Aging beers in whiskey or wine barrels has become one of the most popular ways for craft breweries to play with flavors and to entice the beer geeks who are always looking for new delicious treats. While a few breweries established barrel-aging programs years ago, many of the new breweries around Colorado are getting into the game as well, buying oak barrels that once held bourbon, rum, whiskey, cabernet or chardonnay and filling them with a variety of beers that they hope will hold up to the booze. Sometimes it works. Sometimes it doesn't, but it's always fun to try.
December will see the release of several barrel-aged bad boys, both in Colorado and around the country. Here are four of the local ones that should pack a punch.
See also: - AC Golden prepares to unleash two barrel-aged stouts and a slew of sour ales - Hops & Pie rolls out the barrels in a special beer project with five breweries - Bligh's Barleywine Ale from Dry Dock Brewing will be a bounty in a bottle
Avarice Imperial Stout River North Brewery River North Brewery plans to break out one of its most anticipated beers at 3 p.m. on Monday, December 3. Biding its time in Stranahan's barrels since early summer, Avarice Imperial Stout will be on draft in the taproom. And since the brewery made sixty cases, it will hit a few liquor stores next weekend at around $15.
"We have a regular Avarice that is a Belgian-style imperial stout. So this is that same beer aged in whiskey barrels for about six months," says River North owner Matt Hess. "We let the barrel tell us when the beer is ready. We are all pretty psyched about it."

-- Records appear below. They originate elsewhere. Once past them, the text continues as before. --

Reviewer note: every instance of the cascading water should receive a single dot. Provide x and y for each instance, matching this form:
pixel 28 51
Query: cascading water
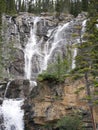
pixel 78 41
pixel 31 49
pixel 56 44
pixel 39 57
pixel 11 113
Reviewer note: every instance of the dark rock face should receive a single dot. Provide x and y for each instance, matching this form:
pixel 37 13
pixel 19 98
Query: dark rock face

Bligh's Barleywine Ale Dry Dock Brewing Dry Dock already had a hot hand in 2011 when the Aurora brewery released this barleywine, a version of its HMS Bounty English-style old ale that had been aged in Stranahan's Colorado Whiskey barrels for seven months. Only 120 cases were made, but many of those who were lucky enough to get a bottle or two considered it to be one of the best -- if not the best -- beer to come out of Colorado last year. This year's version will be released in the tasting room on December 9 at 11 a.m. in bottles (120 bottles; limit one per person) and on draft. It should hit liquor stores, at roughly $20, two days later. The brewery made 170 cases this year, so it should be (slightly) easier to find.

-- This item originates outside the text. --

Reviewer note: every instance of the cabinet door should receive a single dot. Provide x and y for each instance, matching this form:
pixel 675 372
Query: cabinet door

"It's similar to the last one," says Dry Dock owner Kevin DeLange. "I've been sampling it whenever I can over the past three or four months. It's hard to tell exactly because, out of the barrel, it's flat and room temperature, but even like that it is really good."
Oil Man Elevation Beer Named in homage to Elevation Beer co-founder Carlin Walsh's grandfather, an oilman in northeastern Colorado, this Russian Imperial Stout was aged for seven months in bourbon barrels from Breckenridge Distilling. It should be available at some point before Christmas and retail for about $15.99 per 750 ml bottle.

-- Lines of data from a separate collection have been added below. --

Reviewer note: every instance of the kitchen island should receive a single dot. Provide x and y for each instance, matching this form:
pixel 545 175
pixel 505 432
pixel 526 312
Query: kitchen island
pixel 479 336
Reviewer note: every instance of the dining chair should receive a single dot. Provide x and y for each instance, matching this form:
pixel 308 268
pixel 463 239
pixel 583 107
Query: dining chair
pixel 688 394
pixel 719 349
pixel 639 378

"We're really excited about this one," says Walsh, adding that Elevation had hoped to release Oil Man in November. "That's the thing about barrel aging. It is fun but frustrating. You might be ready to release it, but you have to let the beer do its thing."
Ctayt AC Golden A Russian Imperial Stout, Ctayt was aged for fourteen months in Stranahan's Colorado Whiskey barrels (although you won't find that on the label), and just won a bronze medal at the Great American Beer Festival in October. This batch (the second was aged in Leopold Brothers whiskey barrels) consists of 1,344 individually numbered bottles and will be available in mid- to late December at a few select liquor stores for about $26.
"There is no Russian word for stout, so we spelled stout with Russian characters," writes AC Golden president Glenn Knippenberg about the beer's unusual name. "CTAYT is the English word stout, written in Russian alphabet: C stands for S, T stands for T, A stands for A , there is no Y in Russian alphabet but the letter U looks similar to Y. If you read this word in Russian it would be pronounced S-T-A-U-T."